Except for motorcyclists, all other Minnesota road users — drivers, bicyclists and pedestrians — suffered fewer fatalities last year than in 2012. Motorcycle deaths were up five to a total of 60, a continuing trend that should argue for renewing the state’s long-repealed helmet law. Helmets aren’t a foolproof safeguard, as my daughter learned with the loss of a close friend in a cycle crash last year, but they greatly reduce the risk of serious injury.
The latest figures, plus reports of record low highway carnage in 2013 from many other states, should put to rest the idea that fewer fatalities were due mainly to reductions in commuting and driving in general in the wake of the Great Recession. That was a weak theory anyway, given that significant drops in motoring and deadly collisions began years before the onset of hard times. Thankfully, Minnesota is back to pre-recession levels of unemployment and still the roads are getting safer.

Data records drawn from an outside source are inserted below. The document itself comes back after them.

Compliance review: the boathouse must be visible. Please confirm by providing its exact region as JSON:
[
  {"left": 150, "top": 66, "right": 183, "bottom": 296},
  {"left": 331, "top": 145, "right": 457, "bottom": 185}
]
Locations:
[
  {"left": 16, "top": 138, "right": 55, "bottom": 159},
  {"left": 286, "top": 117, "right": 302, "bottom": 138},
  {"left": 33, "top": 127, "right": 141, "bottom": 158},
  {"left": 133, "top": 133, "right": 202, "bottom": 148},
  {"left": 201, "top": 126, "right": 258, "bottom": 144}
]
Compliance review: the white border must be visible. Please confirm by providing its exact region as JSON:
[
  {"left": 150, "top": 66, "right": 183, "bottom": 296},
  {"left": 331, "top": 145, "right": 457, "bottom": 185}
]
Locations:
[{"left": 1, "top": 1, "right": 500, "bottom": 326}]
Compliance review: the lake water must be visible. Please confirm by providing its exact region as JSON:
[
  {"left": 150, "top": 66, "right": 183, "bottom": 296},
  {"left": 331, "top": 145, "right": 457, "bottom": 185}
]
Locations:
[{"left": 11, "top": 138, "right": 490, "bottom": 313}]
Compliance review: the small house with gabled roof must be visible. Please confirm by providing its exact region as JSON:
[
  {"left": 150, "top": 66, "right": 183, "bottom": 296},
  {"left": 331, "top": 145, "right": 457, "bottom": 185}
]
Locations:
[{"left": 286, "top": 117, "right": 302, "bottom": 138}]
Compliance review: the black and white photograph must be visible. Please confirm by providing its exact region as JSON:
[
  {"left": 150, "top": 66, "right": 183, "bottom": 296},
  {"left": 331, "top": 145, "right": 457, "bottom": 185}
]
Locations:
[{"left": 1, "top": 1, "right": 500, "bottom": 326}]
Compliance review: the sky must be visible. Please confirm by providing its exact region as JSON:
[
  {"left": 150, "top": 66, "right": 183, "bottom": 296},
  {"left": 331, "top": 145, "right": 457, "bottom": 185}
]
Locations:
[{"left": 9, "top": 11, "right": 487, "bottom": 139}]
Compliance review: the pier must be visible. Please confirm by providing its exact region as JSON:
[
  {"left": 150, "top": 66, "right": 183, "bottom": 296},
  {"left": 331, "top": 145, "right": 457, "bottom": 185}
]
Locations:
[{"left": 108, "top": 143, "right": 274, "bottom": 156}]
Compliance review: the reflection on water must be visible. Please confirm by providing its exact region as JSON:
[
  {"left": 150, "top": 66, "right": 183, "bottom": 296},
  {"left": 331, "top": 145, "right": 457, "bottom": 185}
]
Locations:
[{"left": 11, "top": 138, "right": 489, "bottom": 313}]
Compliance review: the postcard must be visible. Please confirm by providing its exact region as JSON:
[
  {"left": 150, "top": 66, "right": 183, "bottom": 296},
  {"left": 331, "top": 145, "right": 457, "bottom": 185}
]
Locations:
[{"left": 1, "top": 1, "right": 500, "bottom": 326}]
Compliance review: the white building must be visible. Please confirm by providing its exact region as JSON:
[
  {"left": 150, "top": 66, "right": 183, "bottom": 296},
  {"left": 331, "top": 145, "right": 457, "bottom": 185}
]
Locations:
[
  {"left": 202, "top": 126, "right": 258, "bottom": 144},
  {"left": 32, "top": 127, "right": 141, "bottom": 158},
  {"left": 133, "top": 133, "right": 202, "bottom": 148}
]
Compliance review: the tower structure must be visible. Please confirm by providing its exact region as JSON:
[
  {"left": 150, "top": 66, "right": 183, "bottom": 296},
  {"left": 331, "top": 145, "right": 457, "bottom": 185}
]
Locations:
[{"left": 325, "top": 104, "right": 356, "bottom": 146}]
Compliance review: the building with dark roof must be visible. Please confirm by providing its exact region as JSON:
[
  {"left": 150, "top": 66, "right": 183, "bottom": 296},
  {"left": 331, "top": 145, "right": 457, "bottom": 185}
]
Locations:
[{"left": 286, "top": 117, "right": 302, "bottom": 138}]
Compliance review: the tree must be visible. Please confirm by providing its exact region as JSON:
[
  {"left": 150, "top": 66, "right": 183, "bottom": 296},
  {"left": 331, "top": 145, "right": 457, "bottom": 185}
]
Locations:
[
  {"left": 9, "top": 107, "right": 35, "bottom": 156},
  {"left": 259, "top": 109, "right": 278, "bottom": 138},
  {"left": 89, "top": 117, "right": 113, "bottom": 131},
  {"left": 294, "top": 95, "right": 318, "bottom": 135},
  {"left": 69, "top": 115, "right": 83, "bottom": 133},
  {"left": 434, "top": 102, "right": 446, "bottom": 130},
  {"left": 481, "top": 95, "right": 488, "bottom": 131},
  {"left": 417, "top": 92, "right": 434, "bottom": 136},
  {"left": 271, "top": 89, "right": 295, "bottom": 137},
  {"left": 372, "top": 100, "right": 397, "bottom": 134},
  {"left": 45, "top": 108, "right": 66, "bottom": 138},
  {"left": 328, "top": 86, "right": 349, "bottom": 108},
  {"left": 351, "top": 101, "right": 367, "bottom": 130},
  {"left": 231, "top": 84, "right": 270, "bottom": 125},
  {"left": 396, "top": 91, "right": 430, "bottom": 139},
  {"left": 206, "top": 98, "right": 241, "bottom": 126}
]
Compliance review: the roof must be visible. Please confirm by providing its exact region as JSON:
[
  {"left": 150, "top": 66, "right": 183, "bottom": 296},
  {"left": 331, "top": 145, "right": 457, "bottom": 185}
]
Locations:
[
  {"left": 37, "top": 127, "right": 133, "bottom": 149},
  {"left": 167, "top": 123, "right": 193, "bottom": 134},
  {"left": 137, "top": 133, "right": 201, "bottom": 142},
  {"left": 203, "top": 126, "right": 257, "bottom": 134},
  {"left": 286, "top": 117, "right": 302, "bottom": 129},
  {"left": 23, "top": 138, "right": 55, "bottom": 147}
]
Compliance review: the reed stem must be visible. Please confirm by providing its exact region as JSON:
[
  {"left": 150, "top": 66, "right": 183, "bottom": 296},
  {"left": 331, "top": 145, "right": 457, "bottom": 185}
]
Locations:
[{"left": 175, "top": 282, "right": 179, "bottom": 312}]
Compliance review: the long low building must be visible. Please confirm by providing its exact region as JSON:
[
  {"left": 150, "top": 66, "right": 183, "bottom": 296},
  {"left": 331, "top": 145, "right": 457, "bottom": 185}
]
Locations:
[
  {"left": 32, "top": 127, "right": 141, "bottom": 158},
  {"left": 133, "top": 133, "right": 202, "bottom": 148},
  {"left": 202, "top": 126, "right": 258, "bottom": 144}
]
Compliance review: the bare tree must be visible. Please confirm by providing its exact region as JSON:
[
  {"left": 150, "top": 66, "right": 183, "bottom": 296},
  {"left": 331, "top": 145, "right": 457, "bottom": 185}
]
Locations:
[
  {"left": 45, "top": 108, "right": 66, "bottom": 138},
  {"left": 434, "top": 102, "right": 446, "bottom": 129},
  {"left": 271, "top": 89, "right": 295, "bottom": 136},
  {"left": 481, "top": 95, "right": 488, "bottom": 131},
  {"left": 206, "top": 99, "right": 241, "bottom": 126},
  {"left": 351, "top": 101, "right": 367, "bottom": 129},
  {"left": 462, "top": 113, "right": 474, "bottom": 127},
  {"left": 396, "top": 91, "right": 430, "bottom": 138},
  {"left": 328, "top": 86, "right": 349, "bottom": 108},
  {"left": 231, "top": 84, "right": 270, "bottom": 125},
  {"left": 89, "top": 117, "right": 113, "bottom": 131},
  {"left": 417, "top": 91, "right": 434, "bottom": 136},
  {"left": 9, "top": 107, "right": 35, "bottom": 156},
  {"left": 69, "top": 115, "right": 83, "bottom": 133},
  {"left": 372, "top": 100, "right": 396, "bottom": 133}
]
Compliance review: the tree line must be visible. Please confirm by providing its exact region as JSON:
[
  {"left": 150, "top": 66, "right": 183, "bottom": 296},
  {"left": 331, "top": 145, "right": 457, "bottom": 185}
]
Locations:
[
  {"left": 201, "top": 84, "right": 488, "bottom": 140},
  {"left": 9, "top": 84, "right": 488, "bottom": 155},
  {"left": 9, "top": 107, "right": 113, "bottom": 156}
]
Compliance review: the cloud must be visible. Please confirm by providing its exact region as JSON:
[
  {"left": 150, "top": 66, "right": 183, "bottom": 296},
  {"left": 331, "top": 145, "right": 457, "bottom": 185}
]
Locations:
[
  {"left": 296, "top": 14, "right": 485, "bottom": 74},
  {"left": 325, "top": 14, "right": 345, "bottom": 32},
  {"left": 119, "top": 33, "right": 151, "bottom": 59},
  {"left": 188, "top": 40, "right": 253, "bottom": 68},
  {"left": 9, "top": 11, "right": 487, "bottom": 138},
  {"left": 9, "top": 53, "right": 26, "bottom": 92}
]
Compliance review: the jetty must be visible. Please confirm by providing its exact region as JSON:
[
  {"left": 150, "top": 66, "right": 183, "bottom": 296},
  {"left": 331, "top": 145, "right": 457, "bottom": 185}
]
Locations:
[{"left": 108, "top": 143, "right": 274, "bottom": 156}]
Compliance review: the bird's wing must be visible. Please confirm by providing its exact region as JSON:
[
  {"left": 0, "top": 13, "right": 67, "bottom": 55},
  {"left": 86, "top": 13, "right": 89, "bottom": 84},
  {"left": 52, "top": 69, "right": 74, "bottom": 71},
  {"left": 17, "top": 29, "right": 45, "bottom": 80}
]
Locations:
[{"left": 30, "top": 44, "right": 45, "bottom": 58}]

As reported before, the likeliest explanation for the uptick in deaths in 2012 remains that winter’s exceptionally mild weather, which lured more people onto the roads. Climate change probably will produce repeats of that warm year in the near future, but for now traffic safety may be the only good argument for polar vortexes. Indeed, as of Tuesday the state’s online fatality ticker showed one fewer death in 2014 than at the same time the year before.
It’s easy for me to say from my seasonal outpost in the subtropics, but — along with less drunken driving, speeding, seat-belt nonuse and distraction behind the wheel — maybe Minnesotans should hope for more frigid winters.